We went to Hobbiton specifically for Mary’s birthday in 2018. We were supposed to stay in North Island longer but we had a delayed flight from Melbourne, so we had to say goodbye to Rotorua.
But we had 2 magical, wet hours in Hobbiton (the sun shone just as we ended at The Shire). You can revisit how our experience went in this link. The Hobbit trilogy was filmed ENTIRELY in New Zealand, with studios in Wellington and the 1,250 acre sheep farm in MataMata now known as the Hobbiton Movie Set. They are accepting different kinds of tours before Covid-19 happened (and from what I gathered as of May 26th 2020, domestic travel in NZ is now allowed, so tours are welcome!)
Other Hobbiton film locations were Lake Pukaki (Laketown), Lake Pelorus, and again Milford Sound and Waitomo, as seen below.
Lord Of The Rings trilogy is probably one of the best movie/tv adaptations of books.
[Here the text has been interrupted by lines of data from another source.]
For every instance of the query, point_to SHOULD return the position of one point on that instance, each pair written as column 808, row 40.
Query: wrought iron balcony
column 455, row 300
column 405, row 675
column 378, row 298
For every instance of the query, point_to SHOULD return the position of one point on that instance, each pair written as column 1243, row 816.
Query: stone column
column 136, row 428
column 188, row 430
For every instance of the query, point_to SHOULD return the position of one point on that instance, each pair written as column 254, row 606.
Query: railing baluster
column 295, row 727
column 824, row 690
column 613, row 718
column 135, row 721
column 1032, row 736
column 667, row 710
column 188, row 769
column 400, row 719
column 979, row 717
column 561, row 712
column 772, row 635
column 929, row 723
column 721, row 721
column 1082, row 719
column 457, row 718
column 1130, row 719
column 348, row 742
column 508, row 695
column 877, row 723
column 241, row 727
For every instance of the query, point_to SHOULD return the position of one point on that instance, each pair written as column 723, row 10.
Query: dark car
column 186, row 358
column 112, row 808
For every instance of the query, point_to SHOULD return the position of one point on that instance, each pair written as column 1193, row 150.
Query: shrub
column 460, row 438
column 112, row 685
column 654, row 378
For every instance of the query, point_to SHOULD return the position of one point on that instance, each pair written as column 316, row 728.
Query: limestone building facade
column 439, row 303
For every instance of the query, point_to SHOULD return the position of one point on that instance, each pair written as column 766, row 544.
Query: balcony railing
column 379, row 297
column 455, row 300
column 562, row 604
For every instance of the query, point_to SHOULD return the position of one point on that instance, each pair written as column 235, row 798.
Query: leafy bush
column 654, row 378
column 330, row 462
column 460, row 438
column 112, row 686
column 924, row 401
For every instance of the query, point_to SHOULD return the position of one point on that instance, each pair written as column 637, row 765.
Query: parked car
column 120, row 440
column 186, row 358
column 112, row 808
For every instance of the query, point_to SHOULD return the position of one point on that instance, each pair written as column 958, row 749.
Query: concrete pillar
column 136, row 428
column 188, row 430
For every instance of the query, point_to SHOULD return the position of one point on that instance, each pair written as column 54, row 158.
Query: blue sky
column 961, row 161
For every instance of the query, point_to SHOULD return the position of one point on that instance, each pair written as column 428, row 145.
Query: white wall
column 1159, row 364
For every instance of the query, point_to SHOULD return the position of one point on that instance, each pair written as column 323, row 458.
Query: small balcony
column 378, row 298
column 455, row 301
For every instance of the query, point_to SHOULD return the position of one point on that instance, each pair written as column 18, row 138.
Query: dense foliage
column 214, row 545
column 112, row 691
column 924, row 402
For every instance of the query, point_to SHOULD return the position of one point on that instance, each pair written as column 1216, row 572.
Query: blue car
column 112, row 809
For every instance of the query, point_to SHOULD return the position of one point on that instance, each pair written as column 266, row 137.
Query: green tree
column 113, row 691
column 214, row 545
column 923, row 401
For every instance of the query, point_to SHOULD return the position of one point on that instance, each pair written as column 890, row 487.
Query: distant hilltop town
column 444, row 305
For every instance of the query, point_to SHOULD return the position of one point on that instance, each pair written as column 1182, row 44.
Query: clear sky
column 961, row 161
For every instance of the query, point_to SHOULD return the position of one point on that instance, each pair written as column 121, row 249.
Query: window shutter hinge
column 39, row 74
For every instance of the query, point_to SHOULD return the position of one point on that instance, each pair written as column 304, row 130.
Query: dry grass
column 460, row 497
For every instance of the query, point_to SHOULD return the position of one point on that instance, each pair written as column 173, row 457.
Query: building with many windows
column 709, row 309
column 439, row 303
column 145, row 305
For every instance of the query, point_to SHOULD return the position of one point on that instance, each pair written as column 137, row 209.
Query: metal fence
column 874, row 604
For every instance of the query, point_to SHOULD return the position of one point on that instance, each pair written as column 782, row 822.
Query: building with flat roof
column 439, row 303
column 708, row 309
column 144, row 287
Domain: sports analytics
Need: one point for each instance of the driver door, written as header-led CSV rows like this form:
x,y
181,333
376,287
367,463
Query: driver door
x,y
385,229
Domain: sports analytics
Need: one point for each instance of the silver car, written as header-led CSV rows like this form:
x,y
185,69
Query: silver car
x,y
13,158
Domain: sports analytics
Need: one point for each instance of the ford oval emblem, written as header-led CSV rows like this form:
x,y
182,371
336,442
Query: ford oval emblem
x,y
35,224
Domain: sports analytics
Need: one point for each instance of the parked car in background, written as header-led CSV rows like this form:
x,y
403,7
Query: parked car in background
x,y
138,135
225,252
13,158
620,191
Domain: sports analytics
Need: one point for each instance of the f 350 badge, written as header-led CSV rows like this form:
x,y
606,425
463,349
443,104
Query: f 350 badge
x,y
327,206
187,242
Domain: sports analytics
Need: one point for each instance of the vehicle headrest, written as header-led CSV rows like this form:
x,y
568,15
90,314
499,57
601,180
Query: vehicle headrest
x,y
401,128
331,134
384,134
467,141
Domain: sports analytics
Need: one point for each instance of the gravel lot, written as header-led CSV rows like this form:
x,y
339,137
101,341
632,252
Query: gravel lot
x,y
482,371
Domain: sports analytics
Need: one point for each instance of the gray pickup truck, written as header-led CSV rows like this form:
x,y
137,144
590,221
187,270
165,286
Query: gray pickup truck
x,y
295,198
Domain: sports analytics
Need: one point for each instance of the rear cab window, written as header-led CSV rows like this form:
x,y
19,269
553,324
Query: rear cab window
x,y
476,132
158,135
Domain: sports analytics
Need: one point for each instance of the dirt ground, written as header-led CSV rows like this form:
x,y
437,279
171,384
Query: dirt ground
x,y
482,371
And JRR Tolkien’s genius came to life in New Zealand.
The official website that lists all LOTR filming locations in New Zealand listed Kawarau River, Gibbston near Queenstown, as the site of the Gate of Argonath (Pillars of Kings). This is one of the rivers that Lake Wakatipu actually drains to. If you’ve researched or done bungy jumping in Queenstown, it was probably in the Kawarau Bridge, known as the world’s first commercial bungy jumping site.
Mount Doom in Mordor is Mount Ngauruhoe on the North Island of New Zealand. Mount Olympus, which is primarily a ski resort, is also one of the locations for South of Rivendell.
William Patino, a full-time landscape photographer captured the lake as perfectly as one could imagine.
Other LOTR locations are found here.
It is notable to mention that not only the LOTR and Hobbit trilogies came to life by Weta Workshop in Wellington, but it is also responsible for movies such as: Alita, MIB International, Alien, Warcraft, Adventures of TinTin and Planet of the Apes. It is also reported that the Avatar sequels will be crafted by Weta. There is also a Weta Cave in Wellington that tourists can visit with their popular creations.
If you search the hashtag #wetacave on Instagram, you would see these top posts:
Last but not the least, The Chronicles of Narnia trilogy also features some of the best places in New Zealand.
Some of the locations they used were in the North Island, some are even within Auckland itself.
While you’re in Auckland, it’s not so bad to also check out the marina, which is also a dock for boats going to different destinations, such as vineyards.
If your wanderlust is still not triggered by the list we have above, check out the rest of the Honorable Mention films shot in New Zealand:
Pete’s Dragon was filmed in Rotorua and many other places.
King Kong (2005) used Auckland in place of New York’s Broadway Street.
The Fastest Indian – this film was shown on our bus tour from Milford Sound back to Queenstown. It’s a real-life story shot in New Zealand starring Anthony Hopkins.
The Piano – Anna Paquin’s breakaway movie, was also partly shot in New Zealand.